Saturday, July 25, 2015

Bullpen strikeout rates and Trevor May

Trevor May had the best strikeout rate of the Twins
starters. Now he works out of the bullpen.
On Friday I cited the strikeout rates of the most-used Twins relief pitchers.

There is, of course, another arm in the bullpen worth mentioning in that connection: Trevor May.

May has, for the season, a K/9 rate of 7.7. It was 8.0 as a starter, easily the best among the seven Twins with more than one start. It's only 5.1 in his five relief outings.

Normally, pitchers have more velocity pitching relief, and normally they get more strikeouts. Normal hasn't set in for May as a relief pitcher yet, and I suppose he'd rather it never does. I thought, and still do, that he should have remained in the rotation when Ervin Santana was activated, but the decision makers had a different idea.

It may be that that idea was: Let's see if May can be the strikeout arm we need in the pen right now. There is a logic to that notion. He's more likely, certainly, to get strikeouts in any role than is Mike Pelfrey.

But in the longer term, May belongs in the rotation. And in the longer term, one expects that some of those minor league high-velocity arms will emerge for a bullpen badly in need of some guys with swing-and-miss stuff.


  1. We're they trying to limit his innings in the move to the BP?

  2. Anonymous, I have wondering about that as well. I don't know what his innings would of looked like if they would have left him in the rotation, but he likely would of been on pace to have a career high in innings pitched. It is also possible he was having minor arm issues. It would of had to been minor, or they would of disabled him. Innings pitched probably wasn't on the top of the list of why he went to the bullpen instead of say, Pelfrey, but is possible it was a consideration.

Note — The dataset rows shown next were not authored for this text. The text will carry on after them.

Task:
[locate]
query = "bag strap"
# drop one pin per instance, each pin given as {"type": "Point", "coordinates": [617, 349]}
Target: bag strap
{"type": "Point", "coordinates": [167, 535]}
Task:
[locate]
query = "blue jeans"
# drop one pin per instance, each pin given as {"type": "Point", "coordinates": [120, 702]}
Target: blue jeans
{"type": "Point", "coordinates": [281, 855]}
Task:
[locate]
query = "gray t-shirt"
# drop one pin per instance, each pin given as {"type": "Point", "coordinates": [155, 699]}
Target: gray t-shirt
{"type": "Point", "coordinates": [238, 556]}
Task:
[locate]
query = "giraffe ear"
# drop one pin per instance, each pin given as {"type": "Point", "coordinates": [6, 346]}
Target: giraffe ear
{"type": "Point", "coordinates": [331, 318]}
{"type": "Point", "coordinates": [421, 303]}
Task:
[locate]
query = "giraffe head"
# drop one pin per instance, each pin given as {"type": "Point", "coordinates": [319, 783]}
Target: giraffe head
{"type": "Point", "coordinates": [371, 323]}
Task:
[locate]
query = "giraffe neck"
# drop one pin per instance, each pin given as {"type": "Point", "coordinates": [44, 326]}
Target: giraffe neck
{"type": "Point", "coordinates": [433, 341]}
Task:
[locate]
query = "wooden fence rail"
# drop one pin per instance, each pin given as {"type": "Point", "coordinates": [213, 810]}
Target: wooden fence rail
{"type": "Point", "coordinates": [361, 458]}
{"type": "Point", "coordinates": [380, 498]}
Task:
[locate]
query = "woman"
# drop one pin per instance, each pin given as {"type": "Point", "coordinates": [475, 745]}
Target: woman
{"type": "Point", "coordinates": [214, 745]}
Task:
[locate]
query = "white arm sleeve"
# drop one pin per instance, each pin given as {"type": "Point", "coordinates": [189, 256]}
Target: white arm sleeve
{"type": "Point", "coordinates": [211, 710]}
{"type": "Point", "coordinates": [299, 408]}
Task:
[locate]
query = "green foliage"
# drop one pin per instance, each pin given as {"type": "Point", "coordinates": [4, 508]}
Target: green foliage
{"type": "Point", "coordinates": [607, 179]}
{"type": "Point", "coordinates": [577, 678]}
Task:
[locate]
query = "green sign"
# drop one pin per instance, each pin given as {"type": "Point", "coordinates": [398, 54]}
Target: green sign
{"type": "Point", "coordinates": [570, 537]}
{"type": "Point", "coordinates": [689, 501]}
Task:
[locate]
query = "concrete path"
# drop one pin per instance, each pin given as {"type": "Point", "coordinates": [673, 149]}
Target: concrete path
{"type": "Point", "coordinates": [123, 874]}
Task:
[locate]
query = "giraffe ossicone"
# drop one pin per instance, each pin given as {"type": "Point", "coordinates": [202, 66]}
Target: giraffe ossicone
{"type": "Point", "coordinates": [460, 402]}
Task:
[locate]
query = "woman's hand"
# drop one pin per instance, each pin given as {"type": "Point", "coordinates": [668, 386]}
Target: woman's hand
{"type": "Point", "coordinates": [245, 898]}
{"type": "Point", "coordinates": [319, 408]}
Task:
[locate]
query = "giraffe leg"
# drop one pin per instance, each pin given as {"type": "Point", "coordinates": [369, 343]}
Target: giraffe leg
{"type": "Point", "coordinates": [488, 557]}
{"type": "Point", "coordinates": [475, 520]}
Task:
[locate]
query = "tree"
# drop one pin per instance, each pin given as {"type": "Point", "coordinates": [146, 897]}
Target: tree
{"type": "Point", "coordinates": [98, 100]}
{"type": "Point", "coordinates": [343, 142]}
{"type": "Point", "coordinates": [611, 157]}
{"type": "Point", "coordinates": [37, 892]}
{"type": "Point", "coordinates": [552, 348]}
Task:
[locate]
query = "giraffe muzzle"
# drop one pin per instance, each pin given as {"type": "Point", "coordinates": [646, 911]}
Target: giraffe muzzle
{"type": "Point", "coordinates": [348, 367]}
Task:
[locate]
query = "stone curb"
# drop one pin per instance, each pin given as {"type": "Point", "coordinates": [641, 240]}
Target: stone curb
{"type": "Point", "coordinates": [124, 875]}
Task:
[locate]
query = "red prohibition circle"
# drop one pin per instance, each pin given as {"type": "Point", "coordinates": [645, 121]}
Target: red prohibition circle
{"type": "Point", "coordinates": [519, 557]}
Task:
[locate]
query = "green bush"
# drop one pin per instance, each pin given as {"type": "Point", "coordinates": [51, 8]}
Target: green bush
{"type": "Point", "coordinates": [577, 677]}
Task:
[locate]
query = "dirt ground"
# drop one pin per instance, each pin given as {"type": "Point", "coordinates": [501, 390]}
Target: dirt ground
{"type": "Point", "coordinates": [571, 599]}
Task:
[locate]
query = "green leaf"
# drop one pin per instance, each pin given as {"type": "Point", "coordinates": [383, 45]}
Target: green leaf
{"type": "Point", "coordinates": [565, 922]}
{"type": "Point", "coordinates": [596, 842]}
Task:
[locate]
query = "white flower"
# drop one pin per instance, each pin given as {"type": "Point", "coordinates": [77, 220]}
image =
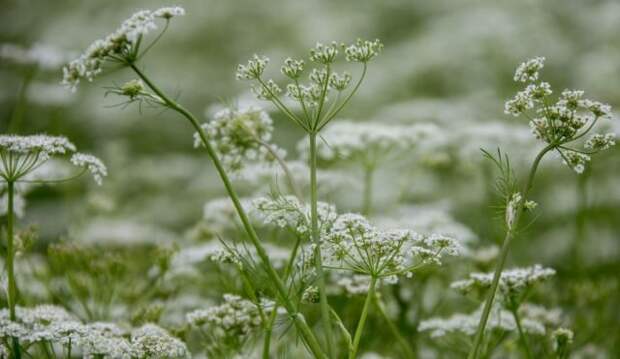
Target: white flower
{"type": "Point", "coordinates": [363, 51]}
{"type": "Point", "coordinates": [366, 141]}
{"type": "Point", "coordinates": [43, 56]}
{"type": "Point", "coordinates": [499, 320]}
{"type": "Point", "coordinates": [254, 69]}
{"type": "Point", "coordinates": [289, 212]}
{"type": "Point", "coordinates": [354, 244]}
{"type": "Point", "coordinates": [91, 163]}
{"type": "Point", "coordinates": [119, 44]}
{"type": "Point", "coordinates": [24, 155]}
{"type": "Point", "coordinates": [528, 71]}
{"type": "Point", "coordinates": [324, 54]}
{"type": "Point", "coordinates": [169, 12]}
{"type": "Point", "coordinates": [292, 68]}
{"type": "Point", "coordinates": [240, 136]}
{"type": "Point", "coordinates": [511, 281]}
{"type": "Point", "coordinates": [598, 142]}
{"type": "Point", "coordinates": [151, 341]}
{"type": "Point", "coordinates": [235, 317]}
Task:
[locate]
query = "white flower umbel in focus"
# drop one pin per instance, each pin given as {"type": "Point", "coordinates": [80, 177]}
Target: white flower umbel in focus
{"type": "Point", "coordinates": [24, 155]}
{"type": "Point", "coordinates": [122, 46]}
{"type": "Point", "coordinates": [241, 136]}
{"type": "Point", "coordinates": [227, 327]}
{"type": "Point", "coordinates": [560, 123]}
{"type": "Point", "coordinates": [354, 244]}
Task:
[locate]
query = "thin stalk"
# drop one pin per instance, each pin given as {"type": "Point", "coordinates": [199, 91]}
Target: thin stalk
{"type": "Point", "coordinates": [274, 313]}
{"type": "Point", "coordinates": [522, 337]}
{"type": "Point", "coordinates": [369, 172]}
{"type": "Point", "coordinates": [580, 215]}
{"type": "Point", "coordinates": [510, 233]}
{"type": "Point", "coordinates": [408, 351]}
{"type": "Point", "coordinates": [287, 172]}
{"type": "Point", "coordinates": [297, 317]}
{"type": "Point", "coordinates": [10, 263]}
{"type": "Point", "coordinates": [317, 257]}
{"type": "Point", "coordinates": [362, 321]}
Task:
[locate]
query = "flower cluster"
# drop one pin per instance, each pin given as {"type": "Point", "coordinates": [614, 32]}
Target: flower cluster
{"type": "Point", "coordinates": [39, 55]}
{"type": "Point", "coordinates": [151, 341]}
{"type": "Point", "coordinates": [466, 324]}
{"type": "Point", "coordinates": [311, 96]}
{"type": "Point", "coordinates": [121, 46]}
{"type": "Point", "coordinates": [289, 212]}
{"type": "Point", "coordinates": [54, 325]}
{"type": "Point", "coordinates": [570, 118]}
{"type": "Point", "coordinates": [241, 135]}
{"type": "Point", "coordinates": [235, 317]}
{"type": "Point", "coordinates": [24, 155]}
{"type": "Point", "coordinates": [367, 142]}
{"type": "Point", "coordinates": [354, 244]}
{"type": "Point", "coordinates": [512, 281]}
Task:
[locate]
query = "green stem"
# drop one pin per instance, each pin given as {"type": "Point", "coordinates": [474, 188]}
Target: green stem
{"type": "Point", "coordinates": [274, 313]}
{"type": "Point", "coordinates": [318, 259]}
{"type": "Point", "coordinates": [510, 233]}
{"type": "Point", "coordinates": [297, 317]}
{"type": "Point", "coordinates": [522, 337]}
{"type": "Point", "coordinates": [409, 354]}
{"type": "Point", "coordinates": [362, 321]}
{"type": "Point", "coordinates": [367, 201]}
{"type": "Point", "coordinates": [10, 263]}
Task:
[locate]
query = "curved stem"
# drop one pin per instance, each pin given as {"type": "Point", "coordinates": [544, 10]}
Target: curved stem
{"type": "Point", "coordinates": [274, 313]}
{"type": "Point", "coordinates": [362, 320]}
{"type": "Point", "coordinates": [20, 104]}
{"type": "Point", "coordinates": [10, 263]}
{"type": "Point", "coordinates": [522, 337]}
{"type": "Point", "coordinates": [297, 317]}
{"type": "Point", "coordinates": [318, 261]}
{"type": "Point", "coordinates": [369, 172]}
{"type": "Point", "coordinates": [409, 354]}
{"type": "Point", "coordinates": [287, 172]}
{"type": "Point", "coordinates": [510, 233]}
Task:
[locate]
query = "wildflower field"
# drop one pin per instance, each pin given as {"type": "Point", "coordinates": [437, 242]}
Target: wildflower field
{"type": "Point", "coordinates": [309, 179]}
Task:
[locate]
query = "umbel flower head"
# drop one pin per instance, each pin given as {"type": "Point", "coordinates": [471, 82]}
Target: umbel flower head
{"type": "Point", "coordinates": [241, 135]}
{"type": "Point", "coordinates": [289, 212]}
{"type": "Point", "coordinates": [354, 244]}
{"type": "Point", "coordinates": [560, 123]}
{"type": "Point", "coordinates": [121, 46]}
{"type": "Point", "coordinates": [313, 97]}
{"type": "Point", "coordinates": [23, 155]}
{"type": "Point", "coordinates": [501, 320]}
{"type": "Point", "coordinates": [367, 142]}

    While strike out rates are not unimportant for pitchers, it is sometimes useful to look at the reverse part of the equation. A pitcher who averages 5 strikeouts per 9 innings gets slightly over 80% of his outs some other way than strikeouts. A pitcher who averages 8 strikeouts per 9 innings gets slightly over 70% of his outs some other way than strikeouts. Many people are a bit more hung up on strikeout rates than is entirely justified. The big thing is getting outs, which generally means a pitcher needs to induce poor contact when a ball is put in play. The amount of hard contact a pitcher allows is probably every bit as important as strikeout rate.